In some embodiments, the obtaining module 2551 is further configured to: the following processing is performed for each unit time series in the global time series: acquiring original index data of the optical module in a unit time sequence; performing data cleaning treatment on the original index data of the optical module in the unit time sequence to obtain cleaning index data of the unit time sequence; performing data compression processing on the cleaning index data to obtain compression index data of a unit time sequence; carrying out standardization processing on the compressed index data of the unit time sequence to obtain index data of the unit time sequence; the index data of the plurality of unit time series are composed into the index data of the global time series.

In some embodiments, the obtaining module 2551 is further configured to: the following processing is performed for each sampling time point of the unit time series: acquiring a light receiving power index, a light emitting power index and a current index of the light module at a sampling time point; the method comprises the steps that a light receiving power index, a light emitting power index and a current index of an optical module at a sampling time point form original index data of the optical module at the sampling time point; and forming the original index data of the optical module at a plurality of sampling time points into the original index data of the optical module in a unit time sequence.

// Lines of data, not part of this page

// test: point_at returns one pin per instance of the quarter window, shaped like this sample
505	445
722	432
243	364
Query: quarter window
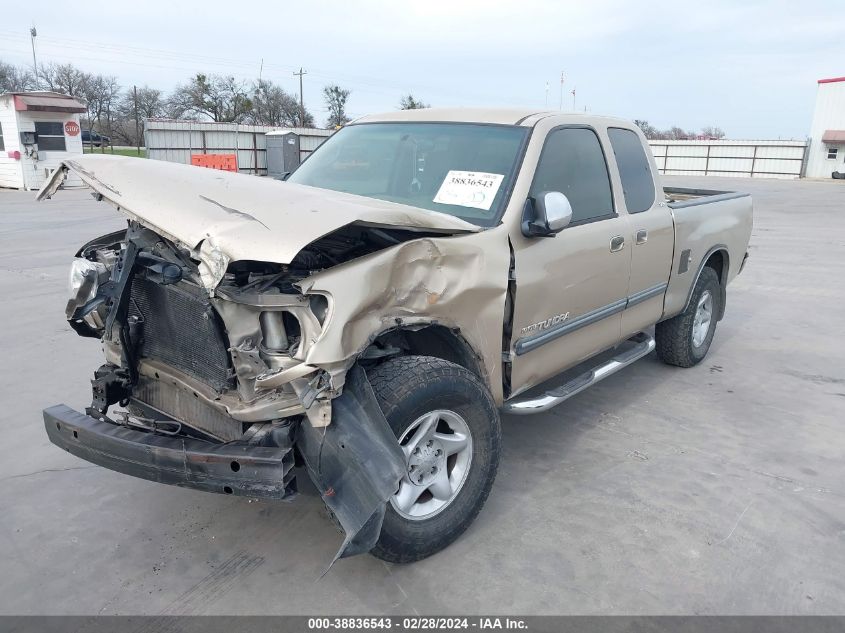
51	136
637	182
573	163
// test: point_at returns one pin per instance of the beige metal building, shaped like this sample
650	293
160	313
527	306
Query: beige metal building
827	135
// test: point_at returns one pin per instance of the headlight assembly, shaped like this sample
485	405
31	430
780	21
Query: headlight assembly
80	269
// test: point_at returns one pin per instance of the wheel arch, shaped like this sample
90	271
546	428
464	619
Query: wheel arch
433	339
718	259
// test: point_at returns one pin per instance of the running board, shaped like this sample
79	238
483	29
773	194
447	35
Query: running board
643	345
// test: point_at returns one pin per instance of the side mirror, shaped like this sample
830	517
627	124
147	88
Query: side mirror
546	214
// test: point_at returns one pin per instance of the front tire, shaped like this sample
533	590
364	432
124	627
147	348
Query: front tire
449	430
684	340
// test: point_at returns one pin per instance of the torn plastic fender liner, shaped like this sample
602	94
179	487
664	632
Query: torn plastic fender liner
355	462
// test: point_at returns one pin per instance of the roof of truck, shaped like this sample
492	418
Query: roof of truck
506	116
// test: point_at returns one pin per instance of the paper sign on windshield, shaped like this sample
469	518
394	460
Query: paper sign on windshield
469	189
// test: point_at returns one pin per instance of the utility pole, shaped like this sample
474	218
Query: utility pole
560	107
32	34
137	127
301	100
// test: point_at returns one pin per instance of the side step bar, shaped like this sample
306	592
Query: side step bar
643	345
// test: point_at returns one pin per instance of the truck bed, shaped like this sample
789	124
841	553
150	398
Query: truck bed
680	197
705	221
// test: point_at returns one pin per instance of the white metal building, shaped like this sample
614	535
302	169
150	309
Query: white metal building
827	136
176	140
37	131
745	159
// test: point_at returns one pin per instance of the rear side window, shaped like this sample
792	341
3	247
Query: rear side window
51	136
573	163
637	182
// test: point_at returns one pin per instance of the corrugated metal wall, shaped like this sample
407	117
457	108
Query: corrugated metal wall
747	159
175	141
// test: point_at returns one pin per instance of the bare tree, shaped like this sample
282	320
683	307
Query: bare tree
150	104
221	99
335	98
712	132
271	105
649	130
409	102
15	79
64	78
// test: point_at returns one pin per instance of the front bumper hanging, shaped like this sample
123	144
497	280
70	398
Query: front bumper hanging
232	468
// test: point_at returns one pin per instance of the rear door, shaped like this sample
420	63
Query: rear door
651	230
570	288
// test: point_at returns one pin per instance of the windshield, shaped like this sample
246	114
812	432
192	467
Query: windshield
461	169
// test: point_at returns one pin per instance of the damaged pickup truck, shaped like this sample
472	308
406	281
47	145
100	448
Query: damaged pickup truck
369	318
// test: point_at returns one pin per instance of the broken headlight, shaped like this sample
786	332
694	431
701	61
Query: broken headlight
84	279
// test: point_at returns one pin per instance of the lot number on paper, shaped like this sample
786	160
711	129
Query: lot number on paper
469	189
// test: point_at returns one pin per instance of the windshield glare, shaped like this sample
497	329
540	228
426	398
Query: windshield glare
461	169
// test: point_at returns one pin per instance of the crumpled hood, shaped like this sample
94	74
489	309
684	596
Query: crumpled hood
243	217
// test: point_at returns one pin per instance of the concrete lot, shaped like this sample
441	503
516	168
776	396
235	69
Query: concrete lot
718	489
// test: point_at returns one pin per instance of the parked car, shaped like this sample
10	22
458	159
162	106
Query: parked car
370	317
94	139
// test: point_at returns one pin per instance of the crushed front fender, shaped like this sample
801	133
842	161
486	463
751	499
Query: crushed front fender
355	462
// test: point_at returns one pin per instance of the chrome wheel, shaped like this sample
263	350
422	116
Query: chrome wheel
703	316
438	454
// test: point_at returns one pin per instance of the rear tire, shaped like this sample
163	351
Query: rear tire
435	407
684	340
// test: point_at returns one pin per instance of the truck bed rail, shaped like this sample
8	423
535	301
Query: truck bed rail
681	197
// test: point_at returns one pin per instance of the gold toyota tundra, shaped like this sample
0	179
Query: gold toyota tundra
369	317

In some embodiments, the raw index data of the light module in the unit time series includes raw index data of the light module at each sampling time point in the unit time series; the acquisition module 2551 is further configured to: removing original index data belonging to null values and abnormal values in the original index data of each sampling time point in the unit time sequence of the optical module to obtain reserved original index data; and repeatedly filtering the original index data of each sampling time point in the reserved original index data to obtain cleaning index data of the unit time sequence.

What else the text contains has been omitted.